Primo amore. La sera che accende tutto

Quando bastava una piazza illuminata e un lento di mezzanotte per far partire una storia d’estate

Il giornale dell'estate

Le frasi importanti – «Allora ci vediamo domani?», «Stessa ora?» – hanno la delicatezza delle conchiglie: se le stringi troppo, si spezzano

Arriva sempre così, senza preavviso: una sera di agosto in cui il caldo finalmente molla la presa e la piazza si accende. Non serve sapere il nome del paese, basta il disegno delle luminarie che si accendono in sequenza, il profumo di zucchero filato, la banda che sistema gli spartiti sul palco. Tu sei lì da pochi giorni, appena il tempo di capire dove comprare il ghiaccio e a che ora il mare diventa una lastra di vetro. Gli amici d’estate ti hanno già trascinato tra le giostre, ti hanno spiegato dove si vince il peluche, a che ora iniziano i fuochi, perché il vento di tramontana è «buono» e lo scirocco «maledetto». Uno dice che domani si va a Porto Cesareo «se non c’è troppa coda», un altro nomina una festa ad Ostuni come se fosse dietro l’angolo: tu annuisci, memorizzi, ma in verità stai cercando solo un volto.

È strano come ci si riconosca senza presentazioni. Tra un tiro al bersaglio e un calcinculo, la vedi ridere con una mano a schermarsi dagli schizzi di una fontanella, oppure lo vedi passare con il motorino acceso, quel gesto rapido di togliere la sabbia dal dorso del piede. Non vi dite niente, ma tutto comincia a fare rumore. La banda attacca un brano pop, nessuno ascolta davvero, però il battito si sincronizza con qualcosa che non hai deciso tu. La piazza è piena ma sembra avere un varco proprio lì, tra il chiosco delle granite e lo stand delle mandorle tostate. Una voce dentro suggerisce: «Muoviti». L’altra, più prudente, ricorda: «Sei solo in vacanza».

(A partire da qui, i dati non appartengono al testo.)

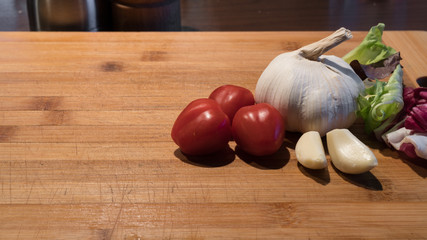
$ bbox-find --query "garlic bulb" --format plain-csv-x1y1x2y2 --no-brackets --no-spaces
295,131,328,169
255,28,364,136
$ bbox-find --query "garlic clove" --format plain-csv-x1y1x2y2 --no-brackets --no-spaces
255,28,365,136
326,129,378,174
295,131,328,169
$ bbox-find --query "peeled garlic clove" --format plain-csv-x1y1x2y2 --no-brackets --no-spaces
326,129,378,174
295,131,328,169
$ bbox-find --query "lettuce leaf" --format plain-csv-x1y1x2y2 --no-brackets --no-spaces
343,23,396,65
357,65,404,133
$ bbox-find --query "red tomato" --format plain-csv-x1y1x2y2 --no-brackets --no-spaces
171,98,231,155
232,103,285,156
209,85,255,122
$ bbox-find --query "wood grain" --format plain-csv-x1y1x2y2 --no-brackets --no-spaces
0,31,427,240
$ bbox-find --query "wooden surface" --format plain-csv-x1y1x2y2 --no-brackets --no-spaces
0,31,427,240
0,0,427,31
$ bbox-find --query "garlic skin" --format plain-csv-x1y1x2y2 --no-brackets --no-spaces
295,131,328,169
255,28,364,136
326,129,378,174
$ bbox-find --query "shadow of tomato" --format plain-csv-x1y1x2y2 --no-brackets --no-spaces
174,146,236,168
235,144,290,169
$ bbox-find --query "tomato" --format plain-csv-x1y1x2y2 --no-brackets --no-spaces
232,103,285,156
171,98,231,155
209,85,255,122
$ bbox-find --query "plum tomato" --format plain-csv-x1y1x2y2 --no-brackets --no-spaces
232,103,285,156
171,98,231,155
209,85,255,122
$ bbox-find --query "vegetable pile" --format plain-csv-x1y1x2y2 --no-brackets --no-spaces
343,23,427,159
171,85,285,156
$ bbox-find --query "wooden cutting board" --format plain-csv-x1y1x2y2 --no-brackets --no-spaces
0,31,427,240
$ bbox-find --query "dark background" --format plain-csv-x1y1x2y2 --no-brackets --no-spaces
0,0,427,31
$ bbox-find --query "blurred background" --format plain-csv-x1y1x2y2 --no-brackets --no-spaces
0,0,427,31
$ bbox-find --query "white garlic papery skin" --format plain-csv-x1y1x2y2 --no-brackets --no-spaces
255,28,364,136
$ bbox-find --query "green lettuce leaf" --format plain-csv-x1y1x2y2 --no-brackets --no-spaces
357,65,403,133
343,23,396,65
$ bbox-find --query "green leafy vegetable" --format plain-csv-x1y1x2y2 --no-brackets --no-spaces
343,23,396,65
357,65,403,133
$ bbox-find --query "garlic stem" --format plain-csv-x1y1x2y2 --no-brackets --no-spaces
298,27,353,61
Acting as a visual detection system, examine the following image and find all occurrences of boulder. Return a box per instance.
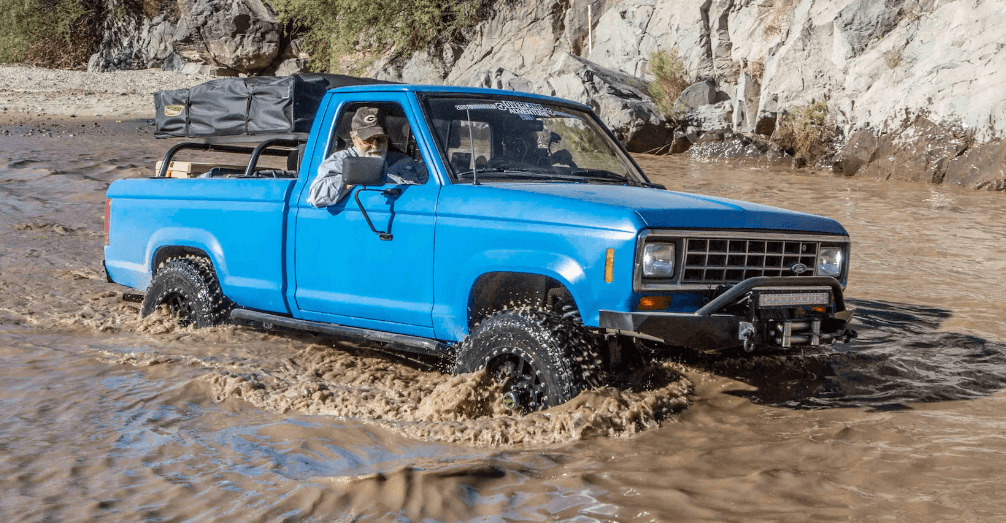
[676,81,716,111]
[88,7,175,72]
[544,54,671,153]
[732,72,756,135]
[467,67,534,93]
[835,129,880,176]
[680,102,733,132]
[172,0,281,74]
[944,140,1006,191]
[667,129,692,154]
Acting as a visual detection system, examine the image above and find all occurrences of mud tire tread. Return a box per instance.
[455,309,606,406]
[140,255,234,328]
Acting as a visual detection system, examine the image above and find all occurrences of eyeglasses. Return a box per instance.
[360,136,387,147]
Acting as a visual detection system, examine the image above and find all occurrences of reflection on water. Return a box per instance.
[0,122,1006,520]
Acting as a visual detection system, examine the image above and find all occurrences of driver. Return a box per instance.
[308,107,427,207]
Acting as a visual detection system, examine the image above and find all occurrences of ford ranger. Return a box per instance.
[104,76,854,411]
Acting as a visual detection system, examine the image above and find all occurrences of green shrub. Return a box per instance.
[0,0,102,67]
[647,49,691,116]
[271,0,492,71]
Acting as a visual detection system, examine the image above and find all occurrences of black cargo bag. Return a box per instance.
[154,74,383,138]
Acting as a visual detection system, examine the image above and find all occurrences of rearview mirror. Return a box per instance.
[342,156,384,185]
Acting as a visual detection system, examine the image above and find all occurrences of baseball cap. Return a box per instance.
[352,108,387,140]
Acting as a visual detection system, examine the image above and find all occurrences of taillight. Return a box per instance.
[105,199,112,246]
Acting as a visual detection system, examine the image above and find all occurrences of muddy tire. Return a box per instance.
[456,310,604,411]
[140,256,233,328]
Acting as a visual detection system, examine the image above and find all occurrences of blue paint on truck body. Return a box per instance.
[105,84,847,342]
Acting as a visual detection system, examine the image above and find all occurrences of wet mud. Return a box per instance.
[0,119,1006,520]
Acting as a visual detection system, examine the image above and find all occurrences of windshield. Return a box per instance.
[426,97,649,185]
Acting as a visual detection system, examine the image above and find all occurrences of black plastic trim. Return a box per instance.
[230,309,454,356]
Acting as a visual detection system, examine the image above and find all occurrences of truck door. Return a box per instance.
[294,93,440,337]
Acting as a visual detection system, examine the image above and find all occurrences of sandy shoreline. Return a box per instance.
[0,65,213,125]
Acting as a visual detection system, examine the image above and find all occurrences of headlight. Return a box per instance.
[643,243,674,278]
[817,247,842,278]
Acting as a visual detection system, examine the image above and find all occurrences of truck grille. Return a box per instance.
[681,237,821,284]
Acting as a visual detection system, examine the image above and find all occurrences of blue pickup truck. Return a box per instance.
[104,78,854,411]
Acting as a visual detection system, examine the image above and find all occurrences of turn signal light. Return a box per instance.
[105,199,112,246]
[605,248,615,284]
[636,296,671,311]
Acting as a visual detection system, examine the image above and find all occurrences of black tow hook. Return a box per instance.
[503,390,520,411]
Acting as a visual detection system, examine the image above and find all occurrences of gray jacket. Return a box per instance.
[308,147,428,207]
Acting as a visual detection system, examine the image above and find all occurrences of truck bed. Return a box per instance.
[106,178,297,313]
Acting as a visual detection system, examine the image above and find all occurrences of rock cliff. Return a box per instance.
[91,0,1006,190]
[372,0,1006,190]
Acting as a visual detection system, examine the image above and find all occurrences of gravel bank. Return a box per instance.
[0,65,213,125]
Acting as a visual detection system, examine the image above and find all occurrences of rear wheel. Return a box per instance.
[457,310,602,412]
[140,256,232,328]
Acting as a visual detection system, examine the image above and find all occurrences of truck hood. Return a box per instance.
[490,183,846,234]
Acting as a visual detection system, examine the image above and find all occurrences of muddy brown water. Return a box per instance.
[0,120,1006,521]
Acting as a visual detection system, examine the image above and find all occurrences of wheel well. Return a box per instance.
[468,273,578,329]
[150,245,213,273]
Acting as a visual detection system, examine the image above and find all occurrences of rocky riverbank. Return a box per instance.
[9,0,1006,191]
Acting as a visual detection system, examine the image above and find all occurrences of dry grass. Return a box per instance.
[761,0,797,37]
[774,101,837,163]
[647,49,691,116]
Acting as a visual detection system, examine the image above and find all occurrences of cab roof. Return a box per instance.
[329,83,592,111]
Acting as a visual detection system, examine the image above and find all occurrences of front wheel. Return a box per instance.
[456,310,602,412]
[140,256,231,328]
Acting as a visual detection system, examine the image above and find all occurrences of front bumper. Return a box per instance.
[600,277,855,351]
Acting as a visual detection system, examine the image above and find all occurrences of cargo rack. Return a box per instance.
[155,133,308,178]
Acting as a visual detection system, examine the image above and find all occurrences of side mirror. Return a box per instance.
[342,156,384,185]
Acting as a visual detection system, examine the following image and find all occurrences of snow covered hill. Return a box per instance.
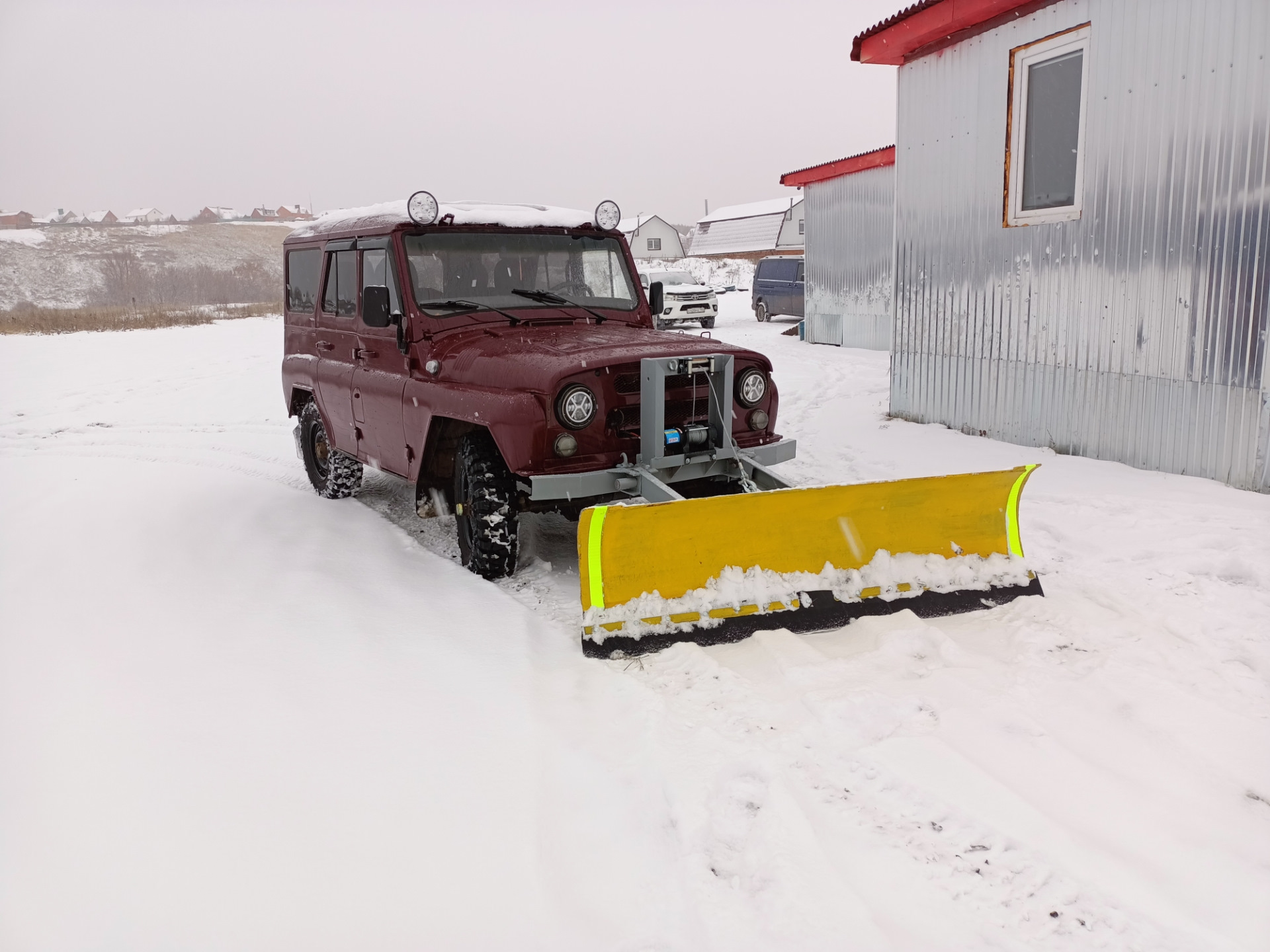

Poi succede la cosa più semplice del mondo: un amico ti spinge, o ti chiama, o inventa un pretesto. «Vieni, che salutiamo…». E in mezzo a un saluto collettivo, escono due nomi. Il vostro e quello dell’estate. Perché l’estate ha sempre un nome: non è la destinazione, non è un lido, non è la compagnia; è la persona che ti fa dimenticare a che ora chiudono i chioschi e quando parte l’ultimo pullman. Vi scambiate una battuta leggera, due informazioni inutili, un «Che scuola fai?» che nel rumore della piazza diventa una promessa vaga. E mentre qualcuno tira fuori un tamburello e ci batte due colpi – niente spettacolo, solo un accenno – ti passa in testa un pensiero ridicolo: che quella sera a memoria la ricorderai per sempre.

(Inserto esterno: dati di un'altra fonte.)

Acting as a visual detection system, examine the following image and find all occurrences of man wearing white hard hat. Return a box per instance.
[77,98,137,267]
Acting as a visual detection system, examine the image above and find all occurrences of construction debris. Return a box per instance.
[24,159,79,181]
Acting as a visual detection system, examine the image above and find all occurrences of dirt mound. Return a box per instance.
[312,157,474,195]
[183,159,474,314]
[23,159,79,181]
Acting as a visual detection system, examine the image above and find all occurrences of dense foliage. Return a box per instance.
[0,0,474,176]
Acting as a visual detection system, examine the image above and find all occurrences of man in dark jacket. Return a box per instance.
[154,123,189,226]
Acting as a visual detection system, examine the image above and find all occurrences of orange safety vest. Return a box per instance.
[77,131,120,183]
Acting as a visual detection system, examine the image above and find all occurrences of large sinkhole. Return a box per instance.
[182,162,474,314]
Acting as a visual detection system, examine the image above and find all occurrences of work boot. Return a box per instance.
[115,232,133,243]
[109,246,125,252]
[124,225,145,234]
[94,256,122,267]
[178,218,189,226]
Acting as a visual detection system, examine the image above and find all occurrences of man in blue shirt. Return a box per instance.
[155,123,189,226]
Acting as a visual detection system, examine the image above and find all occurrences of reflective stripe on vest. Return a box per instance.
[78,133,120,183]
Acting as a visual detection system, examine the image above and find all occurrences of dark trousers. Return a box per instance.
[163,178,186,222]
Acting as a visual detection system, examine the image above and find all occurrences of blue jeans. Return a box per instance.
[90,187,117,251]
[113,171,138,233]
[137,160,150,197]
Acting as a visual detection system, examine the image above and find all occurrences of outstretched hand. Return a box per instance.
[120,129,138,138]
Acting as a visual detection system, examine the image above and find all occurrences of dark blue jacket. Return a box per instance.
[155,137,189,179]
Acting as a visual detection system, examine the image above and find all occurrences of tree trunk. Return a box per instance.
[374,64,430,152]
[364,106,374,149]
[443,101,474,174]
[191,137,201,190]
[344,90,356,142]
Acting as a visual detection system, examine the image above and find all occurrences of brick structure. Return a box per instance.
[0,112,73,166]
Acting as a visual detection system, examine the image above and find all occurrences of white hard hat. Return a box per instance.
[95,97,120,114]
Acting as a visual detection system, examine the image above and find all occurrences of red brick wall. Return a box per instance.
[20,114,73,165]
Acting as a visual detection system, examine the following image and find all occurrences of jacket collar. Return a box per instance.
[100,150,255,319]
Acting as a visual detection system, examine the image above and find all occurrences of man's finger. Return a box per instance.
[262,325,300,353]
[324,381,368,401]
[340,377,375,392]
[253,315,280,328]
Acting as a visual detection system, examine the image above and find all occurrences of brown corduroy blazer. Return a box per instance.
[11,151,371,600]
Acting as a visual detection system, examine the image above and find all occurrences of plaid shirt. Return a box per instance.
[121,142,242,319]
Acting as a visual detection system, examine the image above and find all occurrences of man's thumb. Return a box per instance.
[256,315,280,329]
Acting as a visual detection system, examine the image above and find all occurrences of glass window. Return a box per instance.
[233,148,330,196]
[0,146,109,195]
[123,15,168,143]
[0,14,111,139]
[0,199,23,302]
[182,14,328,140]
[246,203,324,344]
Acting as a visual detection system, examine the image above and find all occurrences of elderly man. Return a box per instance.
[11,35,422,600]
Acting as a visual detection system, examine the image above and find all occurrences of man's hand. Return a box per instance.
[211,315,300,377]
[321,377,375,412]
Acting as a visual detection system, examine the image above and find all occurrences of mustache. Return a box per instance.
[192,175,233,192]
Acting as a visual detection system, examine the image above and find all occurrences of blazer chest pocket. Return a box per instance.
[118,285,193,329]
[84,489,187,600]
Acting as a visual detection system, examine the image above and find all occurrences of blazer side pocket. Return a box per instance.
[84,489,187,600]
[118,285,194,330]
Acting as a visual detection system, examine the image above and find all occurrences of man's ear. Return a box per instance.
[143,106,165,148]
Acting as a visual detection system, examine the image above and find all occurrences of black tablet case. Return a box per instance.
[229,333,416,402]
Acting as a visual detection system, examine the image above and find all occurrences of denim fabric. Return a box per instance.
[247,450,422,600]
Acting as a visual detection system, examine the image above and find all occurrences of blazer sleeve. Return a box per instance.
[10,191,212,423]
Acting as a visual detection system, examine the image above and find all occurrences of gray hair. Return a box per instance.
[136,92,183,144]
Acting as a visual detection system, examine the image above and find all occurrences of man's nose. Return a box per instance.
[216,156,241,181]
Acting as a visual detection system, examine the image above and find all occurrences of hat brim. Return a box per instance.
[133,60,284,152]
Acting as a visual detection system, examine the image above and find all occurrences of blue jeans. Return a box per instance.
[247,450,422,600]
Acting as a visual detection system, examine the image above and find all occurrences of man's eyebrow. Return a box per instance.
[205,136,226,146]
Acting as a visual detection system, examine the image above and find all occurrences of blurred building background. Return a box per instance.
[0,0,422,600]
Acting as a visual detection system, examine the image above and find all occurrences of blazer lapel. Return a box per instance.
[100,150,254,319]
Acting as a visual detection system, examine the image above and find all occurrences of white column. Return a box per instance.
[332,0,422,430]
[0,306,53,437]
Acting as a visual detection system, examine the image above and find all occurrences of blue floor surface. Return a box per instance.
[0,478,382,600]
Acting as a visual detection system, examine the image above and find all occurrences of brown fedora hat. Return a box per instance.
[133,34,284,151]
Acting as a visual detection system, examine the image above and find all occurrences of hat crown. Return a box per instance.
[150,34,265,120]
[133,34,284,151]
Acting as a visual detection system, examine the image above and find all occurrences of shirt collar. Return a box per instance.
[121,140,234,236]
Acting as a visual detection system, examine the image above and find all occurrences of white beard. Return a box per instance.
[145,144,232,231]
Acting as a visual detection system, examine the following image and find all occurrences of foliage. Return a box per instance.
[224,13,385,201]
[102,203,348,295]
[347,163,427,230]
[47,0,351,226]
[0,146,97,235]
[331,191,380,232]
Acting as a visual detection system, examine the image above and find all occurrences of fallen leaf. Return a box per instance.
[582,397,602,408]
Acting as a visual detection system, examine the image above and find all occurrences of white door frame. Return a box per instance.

Si balla. Non come nelle foto dei social, con pose calibrate e orizzonti perfetti, ma come viene: scarpe impolverate, passi incerti, sorrisi trattenuti. Qualcuno chiede al DJ «la lenta», che a un certo punto arriva sempre, anche quando va di moda il contrario. E quando succede, ti accorgi che la timidezza è una scusa, che le mani tremano lo stesso, che il cuore non chiede permesso. «Ti va di ballare?» suona come una richiesta d’acqua a chi ha sete. Non c’è niente di speciale da dire, e infatti non dici niente: vi muovete piano, con l’imbarazzo intelligente di chi capisce di essere dentro un pericolo dolce. Se esistesse un contachilometri dei battiti, lì segnerebbe un picco.

Dopo, c’è sempre una deviazione fuori dalla piazza, un pezzo di strada appena più buio, una sosta al chiosco che ancora tiene la luce accesa. Una frisella troppo condita, un morso di puccia diviso in due, la riga del sale ancora sulle braccia. Parlate di cose piccole: un professore severo, una serie TV, la città da cui venite. Non serve altro. Le frasi importanti – «Allora ci vediamo domani?», «Stessa ora?» – hanno la delicatezza delle conchiglie: se le stringi troppo, si spezzano. Vi lasciate con un «Sì» che sembra un brindisi. La piazza dietro continua a suonare, i fuochi d’artificio si fanno sentire anche senza guardarli. Il mare è vicino, ma stasera è lontanissimo.